Choć przeciętne wynagrodzenie brutto w listopadzie wyniosło 3 tys. 780,64 zł (to wzrost o 1,7% w porównaniu z październikiem), to przy inflacji na poziomie 2,8% oznacza realny spadek wynagrodzeń.
Po raz pierwszy od 2010 roku odnotowano ujemną roczną dynamikę zatrudnienia w gronie przedsiębiorstw zatrudniających ponad 9 osób. Ale to żadna niespodzianka, bo według danych Eurosatu liczba miejsc pracy w całej gospodarce spada w Polsce od początku roku. Przy malejącym zatrudnieniu i rosnącym bezrobociu coraz wolniejszy nominalny wzrost płac nie jest żadnym zaskoczeniem.
Przez ostatnie 13 miesięcy tylko dwa razy zdarzyło się (w tym raz w niereprezentatywnym grudniu), aby wzrost przeciętnego wynagrodzenia był wyższy od inflacji.

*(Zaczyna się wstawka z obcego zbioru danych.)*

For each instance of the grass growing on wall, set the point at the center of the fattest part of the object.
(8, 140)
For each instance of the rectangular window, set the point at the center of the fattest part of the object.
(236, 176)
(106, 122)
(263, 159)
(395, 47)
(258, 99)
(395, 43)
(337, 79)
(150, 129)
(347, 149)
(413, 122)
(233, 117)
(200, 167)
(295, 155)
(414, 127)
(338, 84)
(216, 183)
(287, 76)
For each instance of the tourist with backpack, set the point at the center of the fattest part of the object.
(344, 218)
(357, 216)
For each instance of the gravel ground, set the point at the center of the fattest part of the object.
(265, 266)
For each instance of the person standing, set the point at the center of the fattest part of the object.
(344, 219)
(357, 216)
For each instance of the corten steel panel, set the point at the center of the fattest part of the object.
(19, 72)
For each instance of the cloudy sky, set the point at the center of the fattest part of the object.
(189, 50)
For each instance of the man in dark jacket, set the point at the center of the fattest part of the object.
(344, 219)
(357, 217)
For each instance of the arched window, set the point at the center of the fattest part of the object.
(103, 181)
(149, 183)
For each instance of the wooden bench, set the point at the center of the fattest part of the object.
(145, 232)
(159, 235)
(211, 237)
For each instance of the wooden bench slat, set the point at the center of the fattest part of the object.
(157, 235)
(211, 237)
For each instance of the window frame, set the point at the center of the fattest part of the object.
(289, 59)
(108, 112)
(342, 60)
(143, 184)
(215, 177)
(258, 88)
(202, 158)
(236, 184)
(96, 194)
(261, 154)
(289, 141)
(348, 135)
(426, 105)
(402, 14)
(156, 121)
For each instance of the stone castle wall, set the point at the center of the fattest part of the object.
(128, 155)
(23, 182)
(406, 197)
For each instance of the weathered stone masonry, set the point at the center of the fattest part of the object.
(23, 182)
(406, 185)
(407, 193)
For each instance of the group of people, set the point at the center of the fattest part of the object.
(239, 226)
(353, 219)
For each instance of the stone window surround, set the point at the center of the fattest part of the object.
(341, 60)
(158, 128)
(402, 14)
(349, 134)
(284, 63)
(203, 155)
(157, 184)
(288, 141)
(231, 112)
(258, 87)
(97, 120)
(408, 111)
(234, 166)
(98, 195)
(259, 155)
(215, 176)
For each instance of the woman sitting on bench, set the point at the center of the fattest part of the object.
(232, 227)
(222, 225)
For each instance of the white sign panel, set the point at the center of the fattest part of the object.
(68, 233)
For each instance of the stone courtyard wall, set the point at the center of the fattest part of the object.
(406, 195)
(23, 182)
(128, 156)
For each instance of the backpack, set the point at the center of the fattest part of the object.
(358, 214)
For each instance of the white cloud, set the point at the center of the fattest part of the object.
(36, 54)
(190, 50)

- Od 4 lat tylko siedem razy zdarzyło się, aby realny wzrost wynagrodzeń przekroczył 2% - stwierdza Krzysztof Kolany, główny analityk Bankier.pl.
Oznacza to tyle, że większość pracujących Polaków z miesiąca na miesiąc może sobie pozwolić na coraz mniejszą ilość dóbr konsumpcyjnych.